Contra el anónimo
He visto como a una escritora le deseaban un cáncer y a un periodista le amenazaban de muerte
La semana pasada, Elvira Lindo manifestaba su escandalizada tristeza por los mensajes sobre el asunto Strauss Khan aparecidos en el digital. Realmente ponían los pelos de punta: un revoltijo de racismo, misoginia y machismo feroz, que llegaba hasta la apología de la violación, en un lenguaje grosero y violento. Elvira Lindo tiene toda la razón y aún se queda corta. Yo he llegado a ver esvásticas en una sección de “comentarios”. He visto cómo a un periodista le amenazaban de muerte y a una escritora le deseaban un cáncer por haber manifestado opiniones sensatas y educadas pero que algunos consideraron merecedoras de tales ferocidades, simplemente porque no estaban de acuerdo con ellas. He leído descalificaciones absolutas y calumnias delirantes, sin la menor base, lanzadas por el puro placer de hacerlas circular. Porque sí, porque se ha abierto la veda, porque todo vale y todo se puede.

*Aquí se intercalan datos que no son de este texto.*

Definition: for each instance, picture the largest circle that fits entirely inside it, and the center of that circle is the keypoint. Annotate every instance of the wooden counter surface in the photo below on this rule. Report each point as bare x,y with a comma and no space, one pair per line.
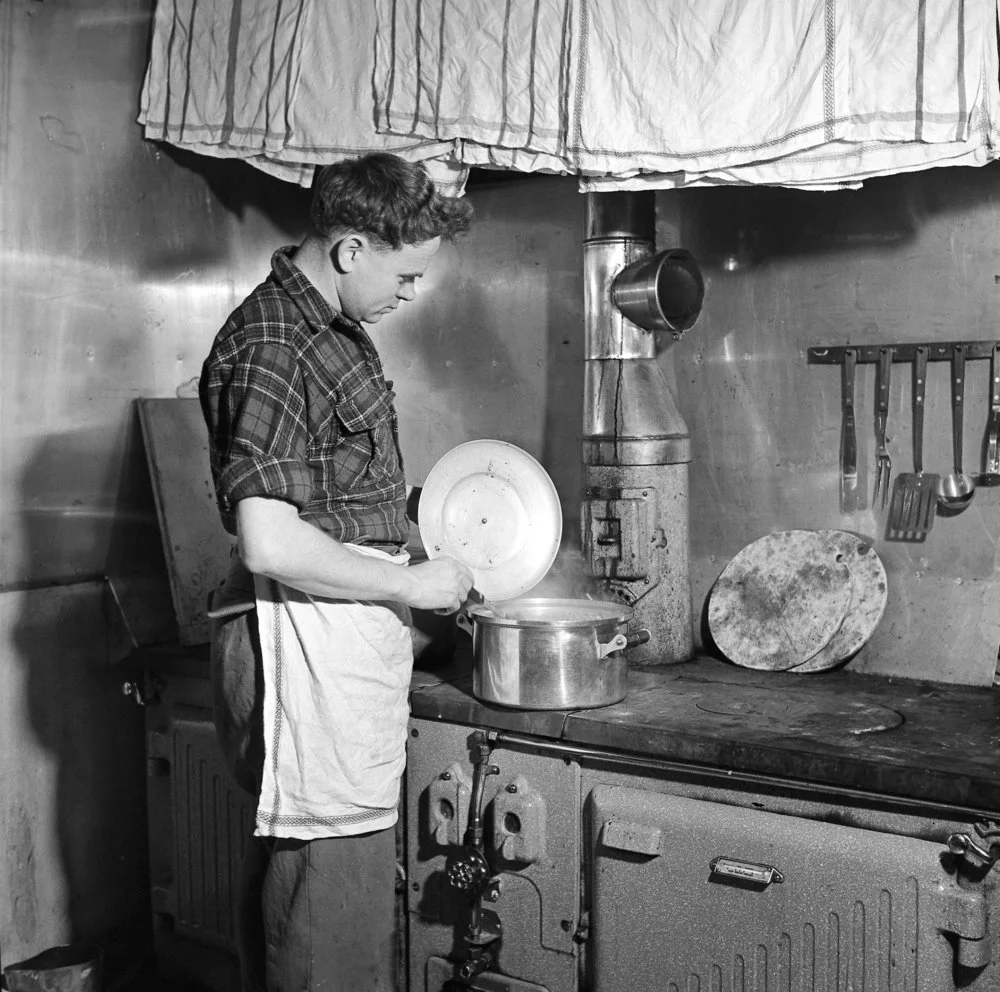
933,742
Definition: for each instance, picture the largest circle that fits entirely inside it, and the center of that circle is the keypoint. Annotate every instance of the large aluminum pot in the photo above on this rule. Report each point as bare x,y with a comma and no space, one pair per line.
550,654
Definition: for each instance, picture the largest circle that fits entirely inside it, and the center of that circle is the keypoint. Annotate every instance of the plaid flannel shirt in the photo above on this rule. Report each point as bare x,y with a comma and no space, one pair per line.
298,408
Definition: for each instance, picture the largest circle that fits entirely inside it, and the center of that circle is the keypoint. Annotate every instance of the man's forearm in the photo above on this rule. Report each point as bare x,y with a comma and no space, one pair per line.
275,541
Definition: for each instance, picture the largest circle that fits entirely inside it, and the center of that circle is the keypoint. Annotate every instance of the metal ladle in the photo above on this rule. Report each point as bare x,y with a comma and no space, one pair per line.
955,491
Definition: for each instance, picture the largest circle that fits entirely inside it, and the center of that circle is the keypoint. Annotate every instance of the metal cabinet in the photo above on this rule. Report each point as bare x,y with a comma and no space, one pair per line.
607,874
689,894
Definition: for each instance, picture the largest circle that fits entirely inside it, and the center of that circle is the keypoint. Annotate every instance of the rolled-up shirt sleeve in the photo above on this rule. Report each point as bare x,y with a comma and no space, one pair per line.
255,408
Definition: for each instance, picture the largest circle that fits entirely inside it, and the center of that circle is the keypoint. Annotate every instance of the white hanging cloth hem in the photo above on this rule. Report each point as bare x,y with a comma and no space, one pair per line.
284,86
623,94
631,94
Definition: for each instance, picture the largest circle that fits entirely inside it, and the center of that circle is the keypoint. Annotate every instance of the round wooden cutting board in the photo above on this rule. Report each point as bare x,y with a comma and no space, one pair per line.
869,592
780,600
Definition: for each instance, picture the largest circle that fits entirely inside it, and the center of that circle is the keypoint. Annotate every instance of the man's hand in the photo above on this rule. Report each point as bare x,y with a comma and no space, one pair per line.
441,583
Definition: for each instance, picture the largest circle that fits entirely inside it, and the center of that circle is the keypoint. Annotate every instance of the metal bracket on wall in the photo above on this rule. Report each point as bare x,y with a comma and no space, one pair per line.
937,351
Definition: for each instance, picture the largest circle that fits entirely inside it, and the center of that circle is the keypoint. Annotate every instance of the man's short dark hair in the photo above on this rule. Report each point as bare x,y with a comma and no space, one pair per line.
387,198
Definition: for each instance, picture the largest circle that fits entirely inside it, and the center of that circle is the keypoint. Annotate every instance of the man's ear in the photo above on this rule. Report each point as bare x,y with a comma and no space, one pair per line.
346,251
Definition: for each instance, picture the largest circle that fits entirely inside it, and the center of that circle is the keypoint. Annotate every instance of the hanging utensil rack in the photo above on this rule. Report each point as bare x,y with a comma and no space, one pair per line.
937,351
849,356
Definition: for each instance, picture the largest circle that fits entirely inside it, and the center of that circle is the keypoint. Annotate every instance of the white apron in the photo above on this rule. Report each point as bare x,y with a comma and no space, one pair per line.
336,684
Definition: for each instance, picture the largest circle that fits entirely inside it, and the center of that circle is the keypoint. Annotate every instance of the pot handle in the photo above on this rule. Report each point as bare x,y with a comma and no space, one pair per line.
463,622
621,642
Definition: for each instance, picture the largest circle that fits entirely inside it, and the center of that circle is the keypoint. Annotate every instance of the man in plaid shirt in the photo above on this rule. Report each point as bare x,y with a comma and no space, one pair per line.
312,652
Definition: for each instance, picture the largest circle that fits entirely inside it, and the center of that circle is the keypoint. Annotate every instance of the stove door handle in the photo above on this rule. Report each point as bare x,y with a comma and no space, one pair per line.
745,871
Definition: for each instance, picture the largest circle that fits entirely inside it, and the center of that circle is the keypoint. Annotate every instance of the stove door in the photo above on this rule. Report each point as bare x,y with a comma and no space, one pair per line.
689,894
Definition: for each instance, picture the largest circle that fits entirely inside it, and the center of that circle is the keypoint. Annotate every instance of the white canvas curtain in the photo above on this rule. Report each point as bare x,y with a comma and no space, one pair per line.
624,94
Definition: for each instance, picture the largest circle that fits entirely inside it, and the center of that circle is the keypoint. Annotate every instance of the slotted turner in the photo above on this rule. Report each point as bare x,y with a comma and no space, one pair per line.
914,496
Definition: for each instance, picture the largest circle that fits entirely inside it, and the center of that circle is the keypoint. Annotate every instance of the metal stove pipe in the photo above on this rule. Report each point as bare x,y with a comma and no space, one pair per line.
636,446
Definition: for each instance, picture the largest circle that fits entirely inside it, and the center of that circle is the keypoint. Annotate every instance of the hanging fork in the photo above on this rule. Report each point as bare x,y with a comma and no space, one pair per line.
883,464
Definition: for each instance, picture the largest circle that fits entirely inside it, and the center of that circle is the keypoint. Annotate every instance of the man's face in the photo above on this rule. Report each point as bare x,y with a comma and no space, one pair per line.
379,280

Estamos ante un serio problema cultural y ético. En el mundo digital está creciendo una espiral de intervenciones hijas de la crispación y la malevolencia, o, lo que aún sería más inquietante, concebidas para pasar el rato, para echar leña al fuego porque sí. “No es que piense lo que he dicho: insulto para ver qué pasa y para echarnos unas risas”, leí el otro día, y me vino a la cabeza aquella tremenda y españolísima coplilla que se cantaba en Madrid poco antes de estallar la guerra: “Te ofendo porque te ofendo / y ahora te voy a matar/ pa' que vayas aprendiendo”.
Podemos consolarnos pensando que no se trata de un vicio local, nacido de nuestro eterno encabritamiento. Recuerdo la noche, hará cuatro años, cuando leí en Los Angeles Times la noticia del suicidio de David Foster Wallace. Bajé, creo que por primera vez, hasta el final del artículo para ver las opiniones y me quedé petrificado: el cuerpo aún estaba caliente, por así decirlo, y un nutrido grupo de lectores celebraban el suicidio, como si lo que les molestara fuese la mera existencia del escritor, e incluso lamentaban que no se hubiera producido mucho antes. Había una pasmosa delectación en aquellos mensajes. ¡Al fin podían decir lo que pensaban de él! ¡Y sin dejar huellas! Aquella noche pensé que algo muy malo acababa de suceder en el mundo de la prensa digital.
Ahora ya no hace falta esperar a que alguien se muera para ponerle verde. En muchos medios, las tribunas abiertas al lector, que nacieron como un foro de debate y participación, están a un paso de convertirse en el rincón del mal rollo y el desaguadero de los residuos tóxicos. Por supuesto que hay voces decentes, sensatas y útiles, que discrepan o puntualizan con elegancia y bonhomía, pero desgraciadamente no son las que más abundan. Triunfa la negatividad instantánea y erizada, y avanza a zancadas un irritadísimo neopopulismo que acusa de elitismo o pedantería a quien se empeña en esquivar la tentación de escribir a gritos: son muy de estos tiempos y estos foros expresiones denigratorias como “culturetas” (horrible palabro) o “gafapasta”, utilizadas para señalar con el dedo, como si se entregaran a actividades vergonzosas, a cualquier apasionado por las artes.
Podría pensarse que tantos exabruptos y tanta mala baba obedecen a la frustración y amargura del momento que vivimos, y desde luego mucho hay de eso, pero creo que, en gran medida, sus detonantes son el gusto por la barbaridad, la facilidad de la máscara y la impunidad del anonimato. Hay una notable diferencia con Facebook, donde predomina una cierta idea de comunidad; donde se debate, generalmente, desde el buen sentido, y, lo más importante, cada quién firma con su nombre.
Nosotros, los que hacemos los periódicos, damos la cara cada día, nos responsabilizamos de nuestras informaciones y nuestras opiniones, de nuestros aciertos y nuestros errores de la misma manera desde que nuestro oficio se inventó: firmando. Quizás pedir moderación y buen tono sea pecar de ingenuo, y comprendo que es tarea imposible controlar, uno a uno, tantísimos mensajes. Por eso, para que la marea venenosa no nos ahogue y los diarios no den tribuna a quienes no la respetan, quizás el muro de contención más justo, sencillo y eficaz sería que cada comunicante tuviera también que identificarse, firmando con su nombre real. Me parece que los que sienten y escriben de buena fe y por derecho no tendrían problema alguno, y los embozados dañinos se lo pensarían dos veces a la hora de soltar lo primero que se les pase por la cabeza.